Start Gastro Spaghetti mit Hummer

Spaghetti mit Hummer

Aus dem Due Fratelli

279
Foto: Temi Tesfay

Am Ende schmeckte es ihm selbst wohl am besten. Anders ist
nämlich nicht zu erklären, weshalb Denis als bisher einziger Rezeptkoch darauf bestand, von der eigentlich für mich gedachten Portion etwas abzubekommen. Aber wen wundert es: Diese Hummerpasta ist wahrlich zum Anbeißen! Noch dazu leicht genug für
alle, die sich erstmals an Krebsfleisch wagen möchten.

Zutaten für 2 Personen

ca. 800g Hummer
175g Spaghetti
5 reife Fleischtomaten
2 Knoblauchzehen
20g Tomaten, getrocknet
12 Stück Cherrytomaten
20g Zwiebeln
20g Porree
20g Karotten
2g Schnittlauch
2g Petersilie
30g Pecorino
50ml Olivenöl
2cl Weinbrand
Weißwein
Garnitur: Schnittlauch

Anleitung
1. Tomaten, Trockentomaten, Zwiebeln, Porree und Karotten in
etwa 1 Zentimeter große Würfel, Knoblauchzehen fein hacken.
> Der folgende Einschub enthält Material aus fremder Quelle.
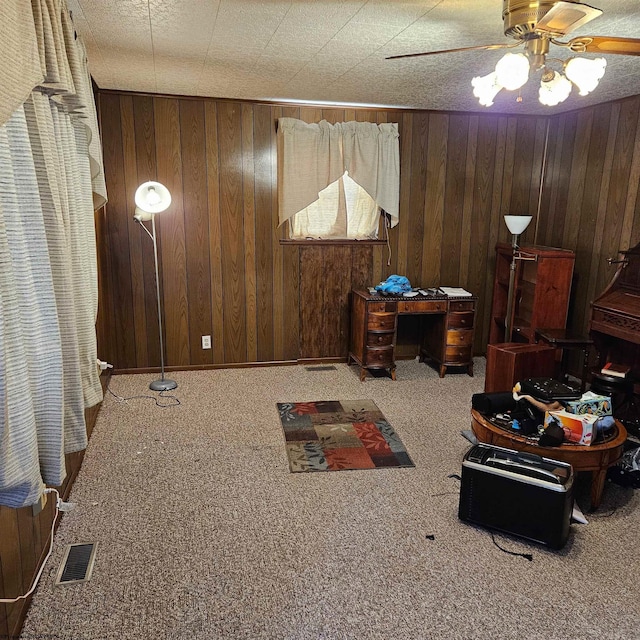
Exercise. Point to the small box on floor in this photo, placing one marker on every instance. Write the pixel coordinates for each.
(590, 403)
(579, 429)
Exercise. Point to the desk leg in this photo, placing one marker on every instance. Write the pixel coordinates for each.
(597, 487)
(585, 369)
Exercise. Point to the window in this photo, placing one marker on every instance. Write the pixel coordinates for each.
(334, 180)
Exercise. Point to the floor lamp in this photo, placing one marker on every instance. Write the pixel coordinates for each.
(152, 198)
(516, 225)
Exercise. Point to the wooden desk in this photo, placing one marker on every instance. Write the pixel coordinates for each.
(596, 458)
(447, 337)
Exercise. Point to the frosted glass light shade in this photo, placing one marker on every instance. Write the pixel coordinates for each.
(517, 224)
(512, 71)
(485, 88)
(585, 73)
(152, 197)
(554, 91)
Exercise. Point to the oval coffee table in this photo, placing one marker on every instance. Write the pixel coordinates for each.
(596, 458)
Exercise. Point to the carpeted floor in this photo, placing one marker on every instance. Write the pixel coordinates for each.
(203, 532)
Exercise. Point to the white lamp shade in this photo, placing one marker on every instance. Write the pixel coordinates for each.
(554, 91)
(485, 88)
(585, 73)
(152, 197)
(517, 224)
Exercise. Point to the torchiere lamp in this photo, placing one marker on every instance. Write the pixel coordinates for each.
(516, 225)
(152, 198)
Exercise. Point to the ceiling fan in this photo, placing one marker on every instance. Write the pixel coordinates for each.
(536, 24)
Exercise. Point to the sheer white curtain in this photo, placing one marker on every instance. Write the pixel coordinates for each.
(326, 170)
(50, 178)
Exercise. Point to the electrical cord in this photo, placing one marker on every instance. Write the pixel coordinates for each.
(37, 578)
(175, 402)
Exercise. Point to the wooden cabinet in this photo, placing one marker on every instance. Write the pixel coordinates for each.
(542, 289)
(446, 330)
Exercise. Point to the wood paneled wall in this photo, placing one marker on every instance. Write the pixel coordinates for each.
(590, 194)
(225, 273)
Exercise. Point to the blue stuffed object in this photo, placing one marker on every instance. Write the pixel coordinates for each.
(394, 285)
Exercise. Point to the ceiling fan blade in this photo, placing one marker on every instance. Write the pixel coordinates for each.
(564, 17)
(433, 53)
(604, 44)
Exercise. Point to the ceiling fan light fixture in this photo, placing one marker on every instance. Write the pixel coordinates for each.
(585, 73)
(512, 71)
(555, 90)
(485, 88)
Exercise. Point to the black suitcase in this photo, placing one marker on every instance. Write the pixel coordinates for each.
(519, 493)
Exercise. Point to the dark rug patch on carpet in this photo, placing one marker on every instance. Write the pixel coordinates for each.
(334, 435)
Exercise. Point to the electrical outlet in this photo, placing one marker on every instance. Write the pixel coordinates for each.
(39, 506)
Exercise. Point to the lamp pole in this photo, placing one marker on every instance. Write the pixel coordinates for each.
(508, 326)
(152, 198)
(164, 384)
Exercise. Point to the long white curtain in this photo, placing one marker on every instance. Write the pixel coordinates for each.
(50, 180)
(312, 156)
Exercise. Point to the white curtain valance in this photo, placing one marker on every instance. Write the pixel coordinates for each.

2. Den Hummer kopfüber in sprudelnd kochendes Wasser geben
und ca. 6 Minuten garen. Aus dem Wasser nehmen und abschrecken.
Das Hummerfleisch lösen, das Fleisch vom Schwanz trennen
und in Stücke schneiden.

3. Die Zangen mit Hilfe eines Nussknackers knacken und das
Fleisch herausholen. Dabei die Zangen nicht zerquetschen, sodass
sie noch als Garnitur verwendet werden können.

4. Die Hälfte des Olivenöls in Pfanne erhitzen, dann die Zwiebel-,
Porree-, Karotten-, Knoblauch- und Trockentomatenwürfel
leicht anbraten. Anschließend die Tomatenwürfel dazugeben
und einige Minuten einköcheln lassen.

5. Köpfe und Schalen hinzugeben und mitgaren. Mit Weißwein sowie
Weinbrand ablöschen und verdampfen lassen.

6. Die Spaghetti in einem Topf mit leicht gesalzenem, kochendem
Wasser geradeso al dente garen und mit etwas Nudelwasser,
dem Pecorino und dem restlichen Olivenöl in die Pfanne geben.
Nun unter ständigem Vermengen fertig garen.

7. Nach Belieben mit Pfeffer und Salz würzen und schließlich auf
einem Teller wahlweise mit Schnittlauch garnieren.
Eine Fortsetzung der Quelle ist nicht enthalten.